2. Principles of Afferent Input Organization 

  • A clear relationship has been found between an interneuron’s affiliation with a specific half-center and the organization of its afferent inputs: 
    • Ia Interneurons 
  • Flexor half-center: receive inputs from Ia afferents of flexor muscles 
  • Extensor half-center: receive inputs from Ia afferents of extensor muscles [23]
    • Other Interneurons 
  • Neurons with inputs from low-threshold cutaneous afferents (without convergence of high-threshold inputs): 
    • Primarily belong to R-cells (extensor half-center) 
    • Rarely associated with the flexor half-center 
  • Typical Ia interneurons (with broad convergence of high-threshold cutaneous and muscle afferents): 
    • Mostly belong to the flexor half-center 
  • Tonically active and indifferent interneurons: 
    • Do not exhibit specificity in the organization of ipsilateral afferent inputs 
    • May receive signals from various afferent sources 

These findings highlight the structured yet flexible organization of the spinal locomotor network, where distinct interneuron populations integrate specific afferent inputs to coordinate locomotor output. The differential recruitment of interneurons based on their afferent connectivity further supports the distributed and hierarchical nature of the central pattern generator (CPG) for locomotion.

3. Contralateral Influences 

Characteristic response patterns to contralateral stimulation: 

  • Most C-interneurons: short-latency inhibition 
  • Most R-interneurons: short-latency excitation 

At the same time, both groups contain units with the opposite type of response 

4. Data from Studies on Decorticated Rabbits [24]

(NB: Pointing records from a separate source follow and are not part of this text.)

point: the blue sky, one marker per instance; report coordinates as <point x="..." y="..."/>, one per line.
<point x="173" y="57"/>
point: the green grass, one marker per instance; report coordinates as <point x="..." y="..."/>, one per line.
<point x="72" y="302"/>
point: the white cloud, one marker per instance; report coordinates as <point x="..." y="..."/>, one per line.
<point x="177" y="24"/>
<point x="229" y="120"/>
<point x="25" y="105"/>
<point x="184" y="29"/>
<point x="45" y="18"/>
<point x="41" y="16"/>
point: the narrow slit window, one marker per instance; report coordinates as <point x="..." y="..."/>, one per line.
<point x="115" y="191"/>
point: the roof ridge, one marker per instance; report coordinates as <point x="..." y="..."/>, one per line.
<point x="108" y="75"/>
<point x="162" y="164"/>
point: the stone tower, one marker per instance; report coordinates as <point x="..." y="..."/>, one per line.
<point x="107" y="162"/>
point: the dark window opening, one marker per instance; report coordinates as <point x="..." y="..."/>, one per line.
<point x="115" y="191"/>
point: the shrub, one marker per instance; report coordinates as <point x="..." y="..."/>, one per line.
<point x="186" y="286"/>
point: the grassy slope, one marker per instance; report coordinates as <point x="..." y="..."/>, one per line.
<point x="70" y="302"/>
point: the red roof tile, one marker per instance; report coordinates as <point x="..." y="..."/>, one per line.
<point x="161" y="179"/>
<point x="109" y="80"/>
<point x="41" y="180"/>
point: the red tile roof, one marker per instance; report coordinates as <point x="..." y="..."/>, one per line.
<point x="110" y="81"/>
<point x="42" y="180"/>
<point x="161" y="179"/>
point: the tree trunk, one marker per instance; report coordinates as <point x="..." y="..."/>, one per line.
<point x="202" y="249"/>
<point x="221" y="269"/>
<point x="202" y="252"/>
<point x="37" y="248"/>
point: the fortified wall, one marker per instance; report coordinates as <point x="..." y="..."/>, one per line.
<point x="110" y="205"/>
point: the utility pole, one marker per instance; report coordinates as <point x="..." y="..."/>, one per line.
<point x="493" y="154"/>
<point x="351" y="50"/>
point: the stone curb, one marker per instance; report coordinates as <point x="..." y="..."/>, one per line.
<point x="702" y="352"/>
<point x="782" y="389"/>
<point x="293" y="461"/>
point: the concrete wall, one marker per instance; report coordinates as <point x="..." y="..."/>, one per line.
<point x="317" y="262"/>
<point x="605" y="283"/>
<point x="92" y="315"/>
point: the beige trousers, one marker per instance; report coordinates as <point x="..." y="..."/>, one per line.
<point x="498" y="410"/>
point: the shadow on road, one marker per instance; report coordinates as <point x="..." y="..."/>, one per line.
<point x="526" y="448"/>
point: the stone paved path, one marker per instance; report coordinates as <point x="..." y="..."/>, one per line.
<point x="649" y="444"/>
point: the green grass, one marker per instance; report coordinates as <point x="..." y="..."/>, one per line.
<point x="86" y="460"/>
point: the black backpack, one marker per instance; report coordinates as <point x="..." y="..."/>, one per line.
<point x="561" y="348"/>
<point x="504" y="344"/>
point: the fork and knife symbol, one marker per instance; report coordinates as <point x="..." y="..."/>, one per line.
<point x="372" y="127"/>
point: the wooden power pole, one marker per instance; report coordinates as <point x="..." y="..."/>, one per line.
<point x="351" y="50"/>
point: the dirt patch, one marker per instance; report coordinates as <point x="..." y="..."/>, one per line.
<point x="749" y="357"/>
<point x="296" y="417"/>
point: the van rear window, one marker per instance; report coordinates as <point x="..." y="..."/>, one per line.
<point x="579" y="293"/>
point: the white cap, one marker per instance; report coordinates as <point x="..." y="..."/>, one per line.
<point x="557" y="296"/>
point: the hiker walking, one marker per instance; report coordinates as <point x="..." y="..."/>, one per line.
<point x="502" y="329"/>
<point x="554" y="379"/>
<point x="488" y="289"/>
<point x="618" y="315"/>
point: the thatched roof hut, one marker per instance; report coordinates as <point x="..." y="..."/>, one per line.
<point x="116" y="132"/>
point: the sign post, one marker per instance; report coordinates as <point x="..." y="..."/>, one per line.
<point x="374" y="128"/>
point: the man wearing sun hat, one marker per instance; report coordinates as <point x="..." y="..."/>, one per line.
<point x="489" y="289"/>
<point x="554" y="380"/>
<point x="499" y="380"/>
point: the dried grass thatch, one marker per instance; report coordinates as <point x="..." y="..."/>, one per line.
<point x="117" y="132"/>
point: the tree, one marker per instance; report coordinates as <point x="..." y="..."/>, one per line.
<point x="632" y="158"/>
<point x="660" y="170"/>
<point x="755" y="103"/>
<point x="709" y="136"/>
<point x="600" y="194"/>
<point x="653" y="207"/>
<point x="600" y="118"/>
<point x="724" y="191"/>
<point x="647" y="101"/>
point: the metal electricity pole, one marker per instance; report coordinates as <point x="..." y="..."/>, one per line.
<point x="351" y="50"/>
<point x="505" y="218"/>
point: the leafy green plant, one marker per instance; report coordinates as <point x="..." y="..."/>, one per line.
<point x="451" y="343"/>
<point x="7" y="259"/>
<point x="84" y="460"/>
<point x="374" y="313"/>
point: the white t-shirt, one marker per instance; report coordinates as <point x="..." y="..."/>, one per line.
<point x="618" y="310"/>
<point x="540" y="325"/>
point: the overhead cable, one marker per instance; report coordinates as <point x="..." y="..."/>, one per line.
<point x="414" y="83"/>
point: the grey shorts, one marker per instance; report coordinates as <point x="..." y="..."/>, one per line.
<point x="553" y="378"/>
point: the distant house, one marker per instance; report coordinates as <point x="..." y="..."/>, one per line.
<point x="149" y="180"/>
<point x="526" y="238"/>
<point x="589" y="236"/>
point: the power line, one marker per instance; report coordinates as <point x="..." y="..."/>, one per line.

Research on spontaneous fictive locomotion in immobilized decorticated rabbits revealed a proposed dorsoventral organization: 

  • Dorsal regions of the dorsal horn: 
    • Neurons with tonic activation during locomotion 
  • Intermediate zone: 
    • Neurons exhibiting tonic inhibition during locomotion 
  • Ventral regions: 
    • Rhythmically active interneurons 

However, it should be noted that such strict stratification has not yet been confirmed in other experimental models. 

Summary of Findings 

The obtained data emphasize the complex yet orderly organization of interneuron networks in the spinal locomotor generator, where: 

  • Afferent input specificity correlates with neuronal functional affiliation 
  • Contralateral influences are organized reciprocally 
  • Spatial distribution of different interneuron types may exhibit species-specific features 

1. Confirmation of the Half-Center Concept 

The body of experimental data generally supports the hypothesis of flexor and extensor half-centers while revealing additional aspects of their organization: 

  • Tonically active interneurons may perform modulatory functions: 
    • *Tonic excitatory interneurons* – enhance half-center activity 
    • *Tonic inhibitory interneurons* – suppress activity, and their inhibition leads to disinhibition of the generator 
  • Indifferent neurons likely provide: 
    • Transmission of afferent information 
    • Communication with motoneurons and supraspinal structures 

These findings highlight the dynamic and hierarchical nature of spinal locomotor circuits, where both intrinsic rhythm-generating mechanisms and afferent/descending modulation shape locomotor output. The presence of species-specific adaptations further suggests evolutionary flexibility in the organization of central pattern generators (CPGs).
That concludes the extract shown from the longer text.